If you look at a simple measure such as the savings rate — the proportion of income that is saved rather than spent — Americans do look pretty spendthrift. It is close to zero in the US, compared with 10 per cent in Europe and much higher in Asia. But focusing on this one measure distorts the full picture of America's household balance sheets. The reality is this: why save when the value of the investments you own is increasing at rapid rates? The total value of mortgage and consumer debt is indeed up by a massive $5 trillion since 2001, according to the latest figures published by the Federal Reserve.
But consider the increases in the wealth of Americans during that period. The aggregate value of houses alone is up $8 trillion. The increase in the value of stocks held either directly or through pension funds and other investment instruments is higher by another $8 trillion.
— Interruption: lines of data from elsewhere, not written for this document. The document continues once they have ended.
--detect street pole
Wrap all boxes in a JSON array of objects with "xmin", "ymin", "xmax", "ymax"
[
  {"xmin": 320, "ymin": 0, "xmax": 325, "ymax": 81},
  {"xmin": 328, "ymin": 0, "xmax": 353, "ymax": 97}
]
That's an increase in net wealth of American households of $11 trillion in less than six years. That's about $90,000 for every household in the country. As someone once said, 11 trillion dollars here and 11 trillion dollars there and pretty soon you're talking serious money.
All right, but isn't the US going into recession, you say? Maybe, but so what? The US is overdue a recession by the standards of the business cycle in the past 60 years. It's possible the housing market and related problems will tip America into another one. Provided the people responsible get policy right, it doesn't have to be a depression.
So the dollar is falling for good, sound reasons that do not require a millenarian view of the global economy. It is yet another thing Americans should be thankful for.